If you are curious to see the available types of nodes on the IoT DevCloud, run the following cell.

In [None]:
!pbsnodes | grep compnode | sort | uniq -c

Here, the properties describe the node, and number on the left is the number of available nodes of that architecture.

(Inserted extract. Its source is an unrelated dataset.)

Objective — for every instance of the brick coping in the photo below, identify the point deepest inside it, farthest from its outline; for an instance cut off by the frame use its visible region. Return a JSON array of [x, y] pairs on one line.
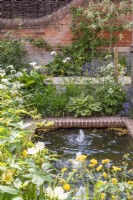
[[87, 122]]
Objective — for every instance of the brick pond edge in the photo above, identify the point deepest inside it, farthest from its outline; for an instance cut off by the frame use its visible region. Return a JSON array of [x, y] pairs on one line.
[[87, 122]]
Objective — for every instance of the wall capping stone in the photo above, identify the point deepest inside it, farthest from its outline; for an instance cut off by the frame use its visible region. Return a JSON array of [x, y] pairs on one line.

### 4.2 Job queue submission

The output of the cell is the `JobID` of your job, which you can use to track progress of a job.

**Note** You can submit all the jobs at once or follow one at a time. 

After submission, they will go into a queue and run as soon as the requested compute resources become available. 
(tip: **shift+enter** will run the cell and automatically move you to the next cell. So you can hit **shift+enter** multiple times to quickly run multiple cells).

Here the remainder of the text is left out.